Benjamin Lee 

Scare Me review – cabin-fire tales get nasty in self-aware comedy horror

Josh Ruben and Aya Cash play writers trying to outscare each in other in a playful, patchy midnight movie with a timely sting in its tail
  
  

Josh Ruben and Aya Cash in Scare Me, a canny and entertaining film.
Josh Ruben and Aya Cash in Scare Me, a canny and entertaining film, if not quite a scary one. Photograph: Shudder

There’s a fine line, tonally, between knowing and smug, a line that writer-director Josh Ruben’s ambitiously contained comedy horror Scare Me treads precariously, its story of storytellers telling stories to scare each other almost stumbling over its own ego. But while there are lapses, an overindulgence here and there, Ruben mostly keeps his canny debut feature afloat and us entertained, if not exactly scared …

Ruben plays Fred, a bitter 37-year-old frustrated by the fact that his desire to be a writer isn’t quite matched with his actual talent as a writer, hoping that a weekend away at a remote cabin in the Catskills might turn one of his ideas into something tangible. But he can’t move past a hokey logline (werewolves have guns … get revenge?) and his block is further compounded when he bumps into another writer also staying in the area. But the smart, sharp-tongued Fanny (Aya Cash) is a real writer, with a bestselling novel and all, and her success makes Fred feel even more of a failure. Later that evening, during a freak power outage, Fanny turns up on Fred’s doorstep and the two hunker down together, resentment brewing. To fill the time, Fanny comes up with an idea: they will take it in turn to tell scary stories to show off their creative abilities. Fred reluctantly agrees and the night starts to unravel.

With such a premise, one might expect a horror anthology, the pair’s unlikely game acting as a framing device for a triptych of separate tales, but given the subgenre’s overexposure in the last decade and how miss-and-hit it so often is, it’s a relief that Ruben keeps us trapped in the cabin with them. It’s up to Fred and Fanny not only to construct their stories but to perform them effectively, a test of acting skills for both Ruben and Cash as well as patience for those with little tolerance for sitting on what closely resembles an actors’ workshop. It’s another fine line to be toed but the pair prove mostly adept at commanding the room as well as providing snarky pointers for each other, an uneasy tension expanding by the minute.
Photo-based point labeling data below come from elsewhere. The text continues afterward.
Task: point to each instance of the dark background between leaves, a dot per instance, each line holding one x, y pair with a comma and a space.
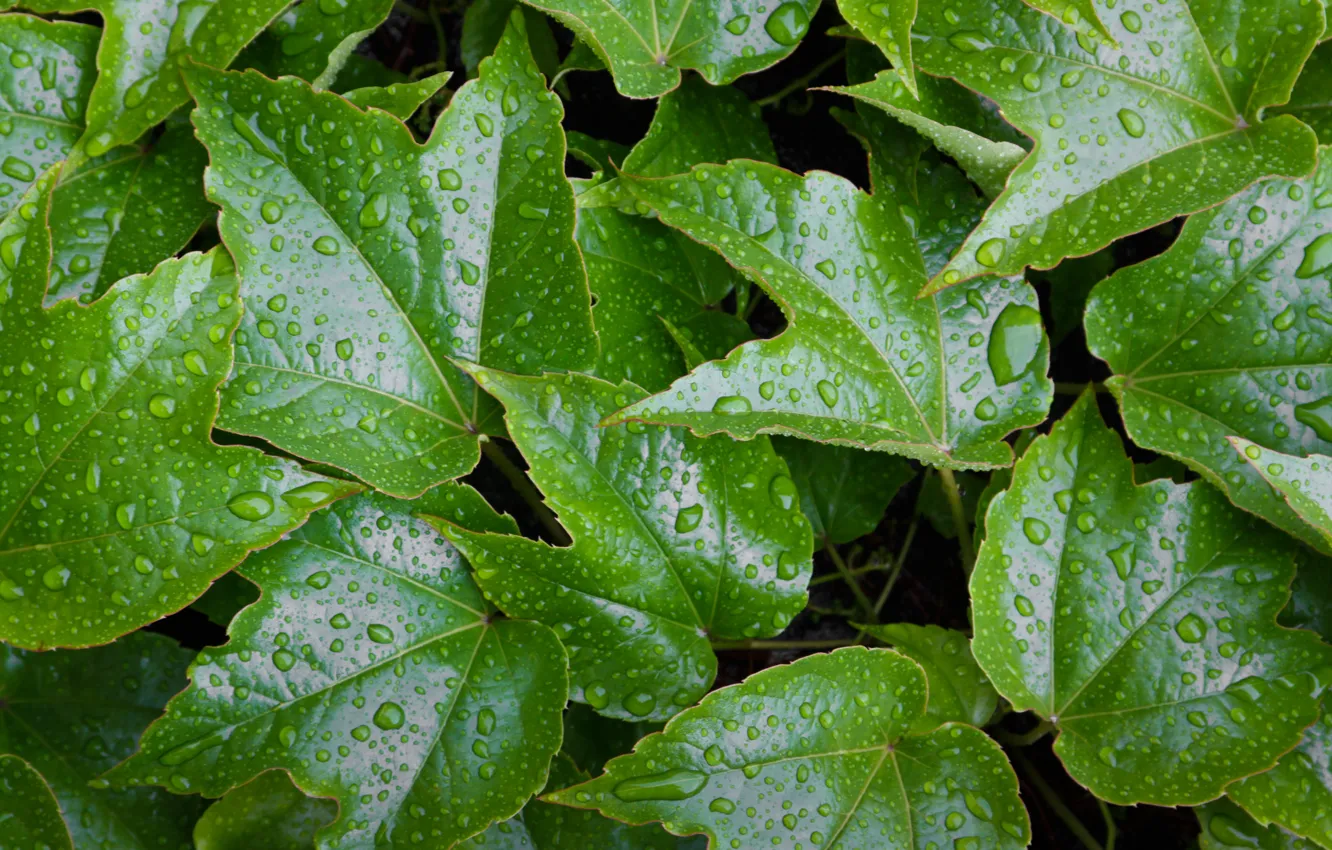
931, 588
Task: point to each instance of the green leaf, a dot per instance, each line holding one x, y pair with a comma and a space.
40, 121
1226, 826
954, 119
887, 25
1311, 100
817, 754
674, 540
646, 44
28, 810
312, 39
1303, 482
144, 49
124, 212
73, 714
843, 492
1128, 137
434, 253
1227, 335
370, 638
116, 508
1140, 621
959, 692
863, 361
1298, 793
268, 812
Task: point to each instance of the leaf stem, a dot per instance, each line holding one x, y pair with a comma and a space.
803, 81
1056, 805
528, 490
959, 518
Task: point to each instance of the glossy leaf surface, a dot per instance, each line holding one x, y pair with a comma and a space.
1124, 137
144, 47
863, 361
674, 540
370, 634
40, 123
369, 260
268, 812
116, 506
646, 44
1140, 621
73, 714
1230, 333
28, 812
817, 753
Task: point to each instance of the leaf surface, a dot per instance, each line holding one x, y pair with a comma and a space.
863, 361
646, 44
370, 637
116, 508
674, 540
370, 260
1124, 137
1140, 621
73, 714
1230, 333
817, 753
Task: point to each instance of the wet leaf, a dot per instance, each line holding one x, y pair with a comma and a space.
817, 753
460, 248
674, 540
648, 44
116, 506
1126, 137
1140, 620
73, 714
370, 634
863, 361
1228, 333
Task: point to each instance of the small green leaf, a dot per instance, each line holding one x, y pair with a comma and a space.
116, 508
75, 714
124, 212
817, 754
646, 44
460, 248
674, 540
144, 49
268, 812
41, 123
863, 361
1303, 482
312, 39
959, 690
28, 809
1243, 348
370, 638
1140, 620
1126, 137
843, 492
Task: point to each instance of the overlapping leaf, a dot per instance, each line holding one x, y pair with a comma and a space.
374, 673
49, 71
1230, 332
116, 508
1140, 621
674, 540
73, 714
369, 260
817, 754
1126, 137
648, 43
863, 361
144, 48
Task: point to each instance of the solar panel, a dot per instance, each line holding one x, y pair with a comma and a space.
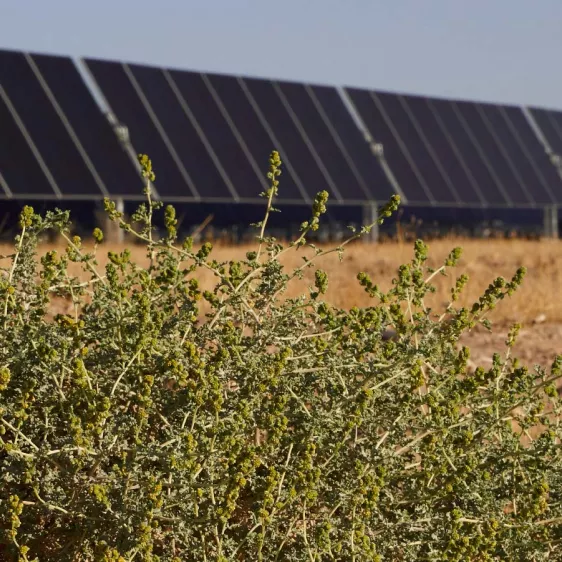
463, 140
352, 143
437, 137
526, 169
45, 127
495, 154
396, 154
426, 161
252, 131
144, 132
18, 165
535, 150
292, 145
246, 177
182, 132
556, 118
93, 131
548, 127
323, 139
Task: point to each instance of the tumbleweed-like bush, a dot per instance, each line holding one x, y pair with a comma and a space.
269, 429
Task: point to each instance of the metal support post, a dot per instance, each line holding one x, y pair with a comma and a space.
370, 217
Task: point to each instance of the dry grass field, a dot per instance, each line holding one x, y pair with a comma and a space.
536, 305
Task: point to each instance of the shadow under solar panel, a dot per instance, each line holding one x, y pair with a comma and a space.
323, 142
437, 137
46, 128
126, 104
456, 128
292, 144
20, 169
356, 149
395, 152
247, 181
91, 127
534, 183
254, 134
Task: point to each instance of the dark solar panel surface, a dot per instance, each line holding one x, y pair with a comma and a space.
292, 143
359, 152
394, 152
495, 155
518, 156
451, 160
129, 109
457, 131
423, 159
323, 142
556, 119
535, 151
182, 134
17, 162
45, 127
90, 125
547, 127
252, 131
550, 123
197, 95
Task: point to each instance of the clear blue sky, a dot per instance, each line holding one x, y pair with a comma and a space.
496, 50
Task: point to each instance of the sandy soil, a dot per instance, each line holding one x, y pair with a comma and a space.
536, 305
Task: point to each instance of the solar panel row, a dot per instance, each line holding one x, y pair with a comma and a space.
550, 124
55, 141
210, 136
460, 153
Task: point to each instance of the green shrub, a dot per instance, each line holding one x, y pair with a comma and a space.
274, 429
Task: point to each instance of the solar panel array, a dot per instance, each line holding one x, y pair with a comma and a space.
460, 153
210, 136
55, 141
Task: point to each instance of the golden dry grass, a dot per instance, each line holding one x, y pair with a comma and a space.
482, 260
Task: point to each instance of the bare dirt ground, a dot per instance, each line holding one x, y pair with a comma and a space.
536, 305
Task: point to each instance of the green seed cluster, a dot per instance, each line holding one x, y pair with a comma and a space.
133, 427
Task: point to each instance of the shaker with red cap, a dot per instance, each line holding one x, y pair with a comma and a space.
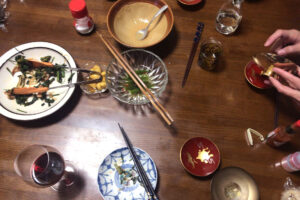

The late inclusion of a third wheel (SNL’s Chris Redd playing a horror-loving pizza delivery guy) doesn’t really add much but as the film continues, it becomes clear that simply scaring and amusing us isn’t all that Ruben has on his mind. The character of Fred, who positions himself as a bookish liberal hipster, is quietly angry with a world that’s not given him the opportunities he feels he deserves while Fanny, a woman, has excelled in a way that he could only dream of (she brags that her hit novel is loved by the Guardian, no less). He’s the worst kind of toxic male, the kind who thinks a flannel shirt and a Rachel Yamagata playlist makes him woke, yet buried not far beneath the surface is a familiar stench of incensed entitlement that has him raging at Fanny’s success. How dare she when he hasn’t? Or even worse, how dare she when he can’t?

While Fanny might make the odd, deserving jab at Fred’s predicament, she’s mostly encouraging (“Do the work!” she keeps saying) but the good gets buried by Fred’s inadequacy, and as beer and cocaine cloud the lines between fiction and reality, things go downhill. I’d argue that the road to violence could have been a bit shorter, Ruben allowing a little too much flab in what should be a lean little tale, its 104-minute runtime needing some snips to feel snappier. But it works for the most part because of Ruben and Cash and the spiky chemistry they share. Cash, who was a dimmed light in the obnoxiously eye-rolling sitcom You’re the Worst, is having a moment right now, with a deliciously vile performance in The Boys and now this, deftly flipping between light and dark by the minute, a confident, calculated turn that made me curious what she’d be like on stage, the whole film itself feeling more like a production adapted for the screen.

While Scare Me doesn’t actually end up scaring us (the stories being told are more “Oh, OK” than “AGH, OK!”), Ruben’s tricky, goofy hybrid does just about enough for that not to really matter, its cabin-fire playfulness proving contagious, a nasty game we might not want to play but will happily watch instead.